October 23, 2024 – Calgary, Alberta – TheNewswire - CastleCap Capital Inc. (TSXV: CSTL.P) (the "Company") announces the termination of the non-binding letter of intent with Laiva Gold Inc. ("Laiva") dated July 10, 2024 and amended on September 30, 2024  The Company has agreed to accept 250,000 Laiva shares and 250,000 Laiva share purchase warrants, exercisable for two years at $1.00 per share, as settlement of the Laiva $200,000 break fee.

 

About CastleCap Capital Inc.

 

The Company is a capital pool company created pursuant to the policies of the TSXV. The Company has not commenced operations and has no assets other than cash. The Company’s principal business is the identification and evaluation of assets or businesses with a view to completing a "Qualifying Transaction" under the Policy. As of the date hereof the Company has 4,000,000 Common Shares issued and outstanding and 400,000 options exercisable on or before June 12, 2029 at a price of $0.10 per Common Share.

 

Further Information

  

For further information please contact:

 

CastleCap Capital Inc.                                       

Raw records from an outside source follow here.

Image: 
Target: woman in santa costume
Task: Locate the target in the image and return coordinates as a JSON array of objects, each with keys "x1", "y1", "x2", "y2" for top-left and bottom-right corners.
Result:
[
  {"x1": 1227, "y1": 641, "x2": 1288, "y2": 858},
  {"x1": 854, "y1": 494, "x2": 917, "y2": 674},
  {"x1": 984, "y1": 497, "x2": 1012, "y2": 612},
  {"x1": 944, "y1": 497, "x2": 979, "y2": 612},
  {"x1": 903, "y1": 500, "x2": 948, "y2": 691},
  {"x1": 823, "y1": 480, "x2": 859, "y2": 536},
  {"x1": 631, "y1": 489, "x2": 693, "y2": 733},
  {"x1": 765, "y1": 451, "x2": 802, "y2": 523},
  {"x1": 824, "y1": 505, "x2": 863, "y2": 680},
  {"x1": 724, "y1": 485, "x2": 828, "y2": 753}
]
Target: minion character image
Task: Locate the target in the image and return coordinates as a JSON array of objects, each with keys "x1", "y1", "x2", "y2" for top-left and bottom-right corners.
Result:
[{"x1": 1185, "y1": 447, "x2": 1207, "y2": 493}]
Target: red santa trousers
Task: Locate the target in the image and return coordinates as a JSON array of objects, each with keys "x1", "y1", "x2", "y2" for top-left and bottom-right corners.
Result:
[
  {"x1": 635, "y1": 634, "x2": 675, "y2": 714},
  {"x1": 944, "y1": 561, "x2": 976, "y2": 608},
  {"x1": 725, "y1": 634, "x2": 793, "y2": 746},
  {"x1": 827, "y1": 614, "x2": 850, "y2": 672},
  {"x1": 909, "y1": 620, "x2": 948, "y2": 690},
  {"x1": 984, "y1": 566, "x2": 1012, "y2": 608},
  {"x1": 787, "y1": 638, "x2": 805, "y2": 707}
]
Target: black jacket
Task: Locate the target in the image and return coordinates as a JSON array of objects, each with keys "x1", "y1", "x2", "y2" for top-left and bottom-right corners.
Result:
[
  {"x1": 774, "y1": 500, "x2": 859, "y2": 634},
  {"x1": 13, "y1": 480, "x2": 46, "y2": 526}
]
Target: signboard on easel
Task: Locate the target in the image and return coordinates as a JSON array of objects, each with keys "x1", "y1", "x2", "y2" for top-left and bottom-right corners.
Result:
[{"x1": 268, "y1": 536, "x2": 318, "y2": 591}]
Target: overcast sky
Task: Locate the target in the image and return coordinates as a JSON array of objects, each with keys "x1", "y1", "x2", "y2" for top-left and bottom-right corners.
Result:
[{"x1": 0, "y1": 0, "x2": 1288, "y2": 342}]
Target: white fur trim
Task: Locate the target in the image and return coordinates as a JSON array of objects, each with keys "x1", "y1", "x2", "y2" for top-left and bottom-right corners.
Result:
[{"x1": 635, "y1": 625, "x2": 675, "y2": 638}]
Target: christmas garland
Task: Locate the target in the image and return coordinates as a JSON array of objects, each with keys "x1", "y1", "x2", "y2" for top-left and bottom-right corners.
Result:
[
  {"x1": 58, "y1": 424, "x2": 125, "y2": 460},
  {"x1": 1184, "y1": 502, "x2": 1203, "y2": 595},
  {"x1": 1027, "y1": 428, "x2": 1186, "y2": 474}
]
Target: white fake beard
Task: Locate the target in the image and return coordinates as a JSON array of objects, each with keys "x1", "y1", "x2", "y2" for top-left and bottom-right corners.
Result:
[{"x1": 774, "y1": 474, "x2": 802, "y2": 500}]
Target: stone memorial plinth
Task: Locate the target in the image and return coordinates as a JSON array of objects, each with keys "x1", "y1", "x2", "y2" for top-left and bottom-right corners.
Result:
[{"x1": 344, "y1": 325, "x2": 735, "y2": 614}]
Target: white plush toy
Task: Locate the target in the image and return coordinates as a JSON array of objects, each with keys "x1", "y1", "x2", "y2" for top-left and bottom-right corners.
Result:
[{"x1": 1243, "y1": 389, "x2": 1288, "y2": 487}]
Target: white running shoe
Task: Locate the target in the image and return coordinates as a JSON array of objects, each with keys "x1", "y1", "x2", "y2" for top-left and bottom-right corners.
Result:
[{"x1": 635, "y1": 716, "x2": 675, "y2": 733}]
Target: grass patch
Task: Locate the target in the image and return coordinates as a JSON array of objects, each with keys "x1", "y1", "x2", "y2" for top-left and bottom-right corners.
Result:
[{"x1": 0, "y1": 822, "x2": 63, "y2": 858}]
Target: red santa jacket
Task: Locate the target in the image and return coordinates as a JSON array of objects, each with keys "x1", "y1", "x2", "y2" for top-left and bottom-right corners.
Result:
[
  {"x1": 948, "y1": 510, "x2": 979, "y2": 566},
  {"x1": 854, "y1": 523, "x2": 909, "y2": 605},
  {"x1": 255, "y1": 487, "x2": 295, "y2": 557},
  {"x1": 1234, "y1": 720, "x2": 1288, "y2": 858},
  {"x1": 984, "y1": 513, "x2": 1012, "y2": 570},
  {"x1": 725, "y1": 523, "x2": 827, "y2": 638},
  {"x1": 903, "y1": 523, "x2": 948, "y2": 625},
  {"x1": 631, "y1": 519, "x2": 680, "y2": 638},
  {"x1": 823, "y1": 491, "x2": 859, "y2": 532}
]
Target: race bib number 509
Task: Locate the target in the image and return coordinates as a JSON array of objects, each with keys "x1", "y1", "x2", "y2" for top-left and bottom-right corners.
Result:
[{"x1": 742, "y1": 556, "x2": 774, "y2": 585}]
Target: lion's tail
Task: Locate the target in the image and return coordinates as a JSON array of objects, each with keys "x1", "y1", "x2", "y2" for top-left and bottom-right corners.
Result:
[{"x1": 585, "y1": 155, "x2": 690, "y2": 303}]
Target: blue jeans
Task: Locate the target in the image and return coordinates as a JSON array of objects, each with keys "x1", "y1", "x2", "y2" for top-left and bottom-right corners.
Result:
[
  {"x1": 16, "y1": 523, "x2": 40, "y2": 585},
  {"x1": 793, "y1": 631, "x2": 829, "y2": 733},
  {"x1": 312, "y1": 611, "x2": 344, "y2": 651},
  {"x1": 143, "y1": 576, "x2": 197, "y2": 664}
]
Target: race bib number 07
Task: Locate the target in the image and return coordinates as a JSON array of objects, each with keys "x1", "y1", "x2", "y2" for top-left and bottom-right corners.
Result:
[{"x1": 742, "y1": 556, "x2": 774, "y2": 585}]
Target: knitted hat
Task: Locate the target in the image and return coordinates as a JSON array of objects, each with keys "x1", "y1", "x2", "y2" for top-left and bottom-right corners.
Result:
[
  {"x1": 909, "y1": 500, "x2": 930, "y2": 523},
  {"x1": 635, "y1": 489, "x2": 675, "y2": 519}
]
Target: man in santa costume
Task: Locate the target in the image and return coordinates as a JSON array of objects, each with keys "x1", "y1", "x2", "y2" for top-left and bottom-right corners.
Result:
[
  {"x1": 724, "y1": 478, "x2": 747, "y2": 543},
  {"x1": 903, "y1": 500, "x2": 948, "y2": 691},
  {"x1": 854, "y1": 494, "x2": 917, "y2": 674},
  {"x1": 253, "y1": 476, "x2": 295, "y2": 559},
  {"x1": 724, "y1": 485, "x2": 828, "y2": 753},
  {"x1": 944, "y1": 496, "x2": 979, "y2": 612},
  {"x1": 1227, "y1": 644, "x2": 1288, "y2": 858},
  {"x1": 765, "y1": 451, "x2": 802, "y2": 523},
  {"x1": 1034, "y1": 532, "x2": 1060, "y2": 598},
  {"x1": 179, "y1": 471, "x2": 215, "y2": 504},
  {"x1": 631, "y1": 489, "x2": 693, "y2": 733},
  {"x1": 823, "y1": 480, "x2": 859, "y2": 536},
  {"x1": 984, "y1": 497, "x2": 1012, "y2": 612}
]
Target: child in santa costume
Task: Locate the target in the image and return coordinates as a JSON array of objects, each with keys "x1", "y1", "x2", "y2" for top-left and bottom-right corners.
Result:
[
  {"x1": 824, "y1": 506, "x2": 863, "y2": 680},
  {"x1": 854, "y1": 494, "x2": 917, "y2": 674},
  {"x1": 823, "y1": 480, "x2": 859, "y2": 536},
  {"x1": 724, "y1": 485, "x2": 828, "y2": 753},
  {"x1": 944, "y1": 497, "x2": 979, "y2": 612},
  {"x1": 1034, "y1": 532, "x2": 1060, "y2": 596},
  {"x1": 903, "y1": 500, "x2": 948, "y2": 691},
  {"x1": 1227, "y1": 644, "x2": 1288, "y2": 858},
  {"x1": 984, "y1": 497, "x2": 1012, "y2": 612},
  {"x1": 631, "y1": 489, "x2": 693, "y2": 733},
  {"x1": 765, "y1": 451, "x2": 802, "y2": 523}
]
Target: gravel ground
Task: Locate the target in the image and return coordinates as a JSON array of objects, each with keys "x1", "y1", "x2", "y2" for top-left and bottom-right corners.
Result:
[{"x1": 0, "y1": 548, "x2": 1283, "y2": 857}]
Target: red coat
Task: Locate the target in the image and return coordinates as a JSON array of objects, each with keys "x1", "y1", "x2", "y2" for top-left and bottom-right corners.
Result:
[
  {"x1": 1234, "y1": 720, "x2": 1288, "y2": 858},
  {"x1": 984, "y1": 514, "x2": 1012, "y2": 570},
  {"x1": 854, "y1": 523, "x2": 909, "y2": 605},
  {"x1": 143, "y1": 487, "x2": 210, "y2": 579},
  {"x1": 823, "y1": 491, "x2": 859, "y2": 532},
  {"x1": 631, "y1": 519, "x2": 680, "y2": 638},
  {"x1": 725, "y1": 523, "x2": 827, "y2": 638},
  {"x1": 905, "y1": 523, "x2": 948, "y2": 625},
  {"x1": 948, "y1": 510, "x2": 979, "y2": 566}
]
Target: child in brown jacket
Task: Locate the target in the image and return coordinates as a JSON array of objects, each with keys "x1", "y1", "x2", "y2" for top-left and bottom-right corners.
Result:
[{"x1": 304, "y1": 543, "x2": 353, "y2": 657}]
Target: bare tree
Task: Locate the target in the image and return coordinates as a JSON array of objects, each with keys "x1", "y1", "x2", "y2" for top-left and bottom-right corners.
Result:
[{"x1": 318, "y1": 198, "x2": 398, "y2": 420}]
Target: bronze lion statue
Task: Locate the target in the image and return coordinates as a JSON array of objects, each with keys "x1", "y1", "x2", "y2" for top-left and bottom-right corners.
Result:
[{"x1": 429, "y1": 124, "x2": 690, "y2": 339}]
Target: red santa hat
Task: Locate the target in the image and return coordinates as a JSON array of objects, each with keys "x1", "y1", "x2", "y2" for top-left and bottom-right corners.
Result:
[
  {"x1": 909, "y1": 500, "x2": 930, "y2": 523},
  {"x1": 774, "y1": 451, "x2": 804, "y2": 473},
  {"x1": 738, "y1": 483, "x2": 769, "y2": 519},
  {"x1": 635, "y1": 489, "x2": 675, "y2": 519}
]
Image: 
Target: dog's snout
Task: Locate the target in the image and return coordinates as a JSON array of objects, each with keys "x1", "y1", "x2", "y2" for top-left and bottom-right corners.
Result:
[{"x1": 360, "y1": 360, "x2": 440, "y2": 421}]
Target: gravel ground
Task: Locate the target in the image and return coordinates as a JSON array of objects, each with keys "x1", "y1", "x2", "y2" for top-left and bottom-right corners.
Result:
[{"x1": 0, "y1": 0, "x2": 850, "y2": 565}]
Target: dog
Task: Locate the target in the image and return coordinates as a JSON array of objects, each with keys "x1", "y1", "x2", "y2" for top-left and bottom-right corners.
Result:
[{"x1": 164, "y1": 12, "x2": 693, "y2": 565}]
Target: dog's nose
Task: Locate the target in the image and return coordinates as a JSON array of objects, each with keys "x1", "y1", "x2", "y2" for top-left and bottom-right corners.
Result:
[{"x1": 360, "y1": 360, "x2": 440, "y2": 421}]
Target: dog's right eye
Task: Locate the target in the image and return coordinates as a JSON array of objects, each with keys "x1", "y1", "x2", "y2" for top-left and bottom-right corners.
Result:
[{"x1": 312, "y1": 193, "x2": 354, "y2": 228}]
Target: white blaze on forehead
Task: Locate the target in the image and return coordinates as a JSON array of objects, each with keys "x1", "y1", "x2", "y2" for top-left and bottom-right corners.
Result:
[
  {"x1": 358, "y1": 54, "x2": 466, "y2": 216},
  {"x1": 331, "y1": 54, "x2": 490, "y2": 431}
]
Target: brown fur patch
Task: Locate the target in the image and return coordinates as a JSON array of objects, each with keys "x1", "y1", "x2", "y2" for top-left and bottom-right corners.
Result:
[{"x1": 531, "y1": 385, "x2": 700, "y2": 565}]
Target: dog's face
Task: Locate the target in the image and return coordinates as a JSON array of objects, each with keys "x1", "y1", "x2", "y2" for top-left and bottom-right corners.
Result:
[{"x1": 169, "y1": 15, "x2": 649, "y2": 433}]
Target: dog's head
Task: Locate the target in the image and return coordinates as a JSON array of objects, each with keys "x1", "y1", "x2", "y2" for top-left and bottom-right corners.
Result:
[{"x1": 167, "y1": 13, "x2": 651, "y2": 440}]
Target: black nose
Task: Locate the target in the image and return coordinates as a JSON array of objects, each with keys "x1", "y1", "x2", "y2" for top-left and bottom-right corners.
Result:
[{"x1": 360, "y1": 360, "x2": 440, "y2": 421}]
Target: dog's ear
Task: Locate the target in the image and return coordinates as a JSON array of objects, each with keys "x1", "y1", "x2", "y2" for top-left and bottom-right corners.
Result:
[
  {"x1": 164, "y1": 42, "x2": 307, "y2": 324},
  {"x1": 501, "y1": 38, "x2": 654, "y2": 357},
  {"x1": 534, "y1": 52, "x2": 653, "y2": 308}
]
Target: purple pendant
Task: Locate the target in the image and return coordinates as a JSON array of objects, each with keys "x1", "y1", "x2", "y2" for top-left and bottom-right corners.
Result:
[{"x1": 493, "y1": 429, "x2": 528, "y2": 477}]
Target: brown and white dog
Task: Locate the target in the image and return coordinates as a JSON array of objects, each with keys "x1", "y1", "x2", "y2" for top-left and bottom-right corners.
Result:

Charles Chebry                                               

Director, President, Chief Executive Officer and Secretary       

Email: charleschebry@outlook.com                       

Telephone: (403) 680-8511                               

 

Cautionary Statements

 

This news release contains forward-looking statements and forward-looking information (collectively, "forward-looking statements") within the meaning of applicable securities laws. Any statements that are contained in this news release that are not statements of historical fact may be deemed to be forward- looking statements. Forward-looking statements are often identified by terms such as "may", "should", "anticipate", "will", "estimates", "believes", "intends" "expects" and similar expressions which are intended to identify forward-looking statements. Readers are further cautioned not to place undue reliance on any forward-looking statements, as such information, although considered reasonable by the respective management of the Parties at the time of preparation, may prove to be incorrect and actual results may differ materially from those anticipated.

 

The forward-looking statements contained in this news release are made as of the date of this news release, and are expressly qualified by the foregoing cautionary statement. Except as expressly required by securities law, the Company does not undertake any obligation to update publicly or to revise any of the included forward-looking statements, whether as a result of new information, future events or otherwise.

 

The TSX Venture Exchange Inc. has neither approved nor disapproved the contents of this news release.

 

This news release shall not constitute an offer to sell or the solicitation of an offer to buy any securities in any jurisdiction.

 

This news release does not constitute an offer to sell or a solicitation of an offer to buy the securities described herein in the United States or in any other jurisdiction, nor shall there be any sale of the securities in any state in which such offer, solicitation or sale would be unlawful. The securities have not been and will not be registered under the U.S. Securities Act, or any state securities laws, and accordingly, may not be offered or sold in the United States except in compliance with the registration requirements of the U.S. Securities Act and applicable state securities requirements or pursuant to exemptions therefrom.

Neither the TSX Venture Exchange nor its Regulation Services Provider (as that term is defined in the policies of the TSX Venture Exchange) accepts responsibility for the adequacy or accuracy of this news release. No stock exchange, securities commission or other regulatory authority has approved or disapproved the information contained herein.